The Mexican peso, which, according to the latest BIS survey data, moved into the top ten most actively trade currencies, has been resilient in the face of the unexpected 25 bp rate cut on Sept 6. It enjoyed additional gains in the first part of last week before entering into a consolidative range. The US dollar held above MXN13.00. Technical factors suggest the near-term risk-reward may be eroding for new longs. The US dollar could slip below MXN13.00 but the charts suggest the it would likely be limited. We would be more inclined to consider selling dollars on a bounce toward MXN13.20-MXN13.25.
Observations from the speculative positioning in the CME Currency Futures:
1. Net foreign currency positions mostly fell in the latest Commitment of Traders report. Only the yen and peso futures saw a net increase in speculative positioning. Generally, this was a reflection of a reduction in exposures. Specifically, of the 14 gross positions we track, only four experienced increases. Even the peso, where the net position increased, both long and short gross positions were reduced (the former less than the latter).
2. Activity picked up and there were three gross currency futures positions that were adjusted by more than 10k contracts. The gross long euro positions were cut by almost 16k contracts. Over the past two reporting periods, the gross longs have fallen by about 25%. Gross short Canadian dollar and Australian dollar positions were reduced by 11.0k and 16.7k contracts respectively.
3. We are struck by the resilience of the sterling bears. The gross short position is the largest behind the Japanese yen, despite sterling trading at multi-month highs. When the shorts finally do capitulate, it may very well be a sign the a top is nearby.
4. The net short yen position rose by nearly 16k contracts to 95.1k.
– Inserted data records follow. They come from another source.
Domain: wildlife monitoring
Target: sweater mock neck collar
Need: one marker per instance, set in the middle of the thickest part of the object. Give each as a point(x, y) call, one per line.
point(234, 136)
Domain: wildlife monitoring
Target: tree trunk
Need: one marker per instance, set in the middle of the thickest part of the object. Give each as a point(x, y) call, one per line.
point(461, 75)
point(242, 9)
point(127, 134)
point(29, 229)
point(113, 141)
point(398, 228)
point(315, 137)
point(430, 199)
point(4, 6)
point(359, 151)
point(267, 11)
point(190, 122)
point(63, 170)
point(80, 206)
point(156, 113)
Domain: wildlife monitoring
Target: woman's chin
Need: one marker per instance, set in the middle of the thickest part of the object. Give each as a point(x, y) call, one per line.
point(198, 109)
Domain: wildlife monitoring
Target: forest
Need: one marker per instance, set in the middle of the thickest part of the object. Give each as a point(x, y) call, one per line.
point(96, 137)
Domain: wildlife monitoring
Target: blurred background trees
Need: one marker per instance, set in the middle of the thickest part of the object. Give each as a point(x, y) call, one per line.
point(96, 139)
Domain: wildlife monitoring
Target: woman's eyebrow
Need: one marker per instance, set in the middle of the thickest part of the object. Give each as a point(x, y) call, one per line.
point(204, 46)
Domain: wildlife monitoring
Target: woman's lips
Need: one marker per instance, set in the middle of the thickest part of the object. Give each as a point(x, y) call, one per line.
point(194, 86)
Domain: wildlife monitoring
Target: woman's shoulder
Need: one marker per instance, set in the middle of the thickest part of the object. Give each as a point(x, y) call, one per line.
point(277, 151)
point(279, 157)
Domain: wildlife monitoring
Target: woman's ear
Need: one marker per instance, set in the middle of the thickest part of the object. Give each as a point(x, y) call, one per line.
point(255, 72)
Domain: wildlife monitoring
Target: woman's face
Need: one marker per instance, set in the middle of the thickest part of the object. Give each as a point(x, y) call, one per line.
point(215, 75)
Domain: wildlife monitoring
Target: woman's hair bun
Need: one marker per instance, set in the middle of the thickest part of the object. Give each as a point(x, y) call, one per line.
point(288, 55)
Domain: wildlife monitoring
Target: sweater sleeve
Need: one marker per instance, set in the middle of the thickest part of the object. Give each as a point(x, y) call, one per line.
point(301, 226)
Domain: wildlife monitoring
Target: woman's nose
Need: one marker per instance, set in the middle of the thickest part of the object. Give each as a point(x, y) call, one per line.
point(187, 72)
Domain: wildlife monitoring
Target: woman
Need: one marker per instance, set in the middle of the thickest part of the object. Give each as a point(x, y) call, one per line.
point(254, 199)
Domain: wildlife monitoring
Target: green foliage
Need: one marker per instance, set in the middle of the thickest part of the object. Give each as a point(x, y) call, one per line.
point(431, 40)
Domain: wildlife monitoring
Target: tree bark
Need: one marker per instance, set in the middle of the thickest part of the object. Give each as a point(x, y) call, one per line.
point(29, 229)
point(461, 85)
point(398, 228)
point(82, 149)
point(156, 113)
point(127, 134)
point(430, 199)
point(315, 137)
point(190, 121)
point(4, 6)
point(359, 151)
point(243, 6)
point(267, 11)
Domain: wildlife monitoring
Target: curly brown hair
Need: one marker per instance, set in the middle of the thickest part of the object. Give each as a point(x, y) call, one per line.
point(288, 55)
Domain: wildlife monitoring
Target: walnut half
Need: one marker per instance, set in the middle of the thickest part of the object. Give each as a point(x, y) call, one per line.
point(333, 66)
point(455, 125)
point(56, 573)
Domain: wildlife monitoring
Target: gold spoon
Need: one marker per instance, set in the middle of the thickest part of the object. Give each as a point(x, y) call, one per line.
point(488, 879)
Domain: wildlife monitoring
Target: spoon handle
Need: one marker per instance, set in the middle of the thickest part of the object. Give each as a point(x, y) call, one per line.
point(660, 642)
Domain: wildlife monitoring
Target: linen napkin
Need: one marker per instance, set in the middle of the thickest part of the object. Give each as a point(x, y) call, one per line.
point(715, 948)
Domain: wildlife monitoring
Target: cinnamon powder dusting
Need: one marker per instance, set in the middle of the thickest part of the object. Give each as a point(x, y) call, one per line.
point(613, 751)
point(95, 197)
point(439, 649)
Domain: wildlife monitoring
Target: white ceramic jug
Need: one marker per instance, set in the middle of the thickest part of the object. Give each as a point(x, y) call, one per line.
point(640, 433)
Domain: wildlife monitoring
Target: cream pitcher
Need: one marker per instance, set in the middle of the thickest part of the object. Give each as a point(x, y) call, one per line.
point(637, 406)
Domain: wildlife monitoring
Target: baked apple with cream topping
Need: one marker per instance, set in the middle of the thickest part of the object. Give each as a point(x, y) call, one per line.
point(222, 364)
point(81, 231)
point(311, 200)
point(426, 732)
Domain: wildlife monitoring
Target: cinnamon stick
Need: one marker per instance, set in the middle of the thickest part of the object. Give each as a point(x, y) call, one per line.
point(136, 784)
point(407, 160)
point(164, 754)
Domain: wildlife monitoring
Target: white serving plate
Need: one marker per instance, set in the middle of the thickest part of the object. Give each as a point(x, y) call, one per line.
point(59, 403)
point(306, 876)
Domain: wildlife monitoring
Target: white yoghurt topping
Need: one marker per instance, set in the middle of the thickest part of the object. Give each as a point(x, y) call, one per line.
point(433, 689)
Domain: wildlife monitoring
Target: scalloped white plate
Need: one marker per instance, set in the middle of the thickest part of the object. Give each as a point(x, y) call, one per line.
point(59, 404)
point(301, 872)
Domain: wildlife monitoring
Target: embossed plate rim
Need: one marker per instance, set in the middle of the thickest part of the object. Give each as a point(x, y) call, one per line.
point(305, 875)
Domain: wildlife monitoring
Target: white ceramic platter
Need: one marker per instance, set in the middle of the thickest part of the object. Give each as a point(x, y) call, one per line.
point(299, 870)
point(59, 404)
This is the largest net short position since late May. It was a function just as much of gross longs giving up as the dollar resurfaced above JPY100 as it was new shorts being established The gross short yen position is the largest among the currency, while the gross short euro, sterling and Australian dollar positions are roughly the same size. The gross long euro position is the most among the currency futures, more than twice second largest (peso).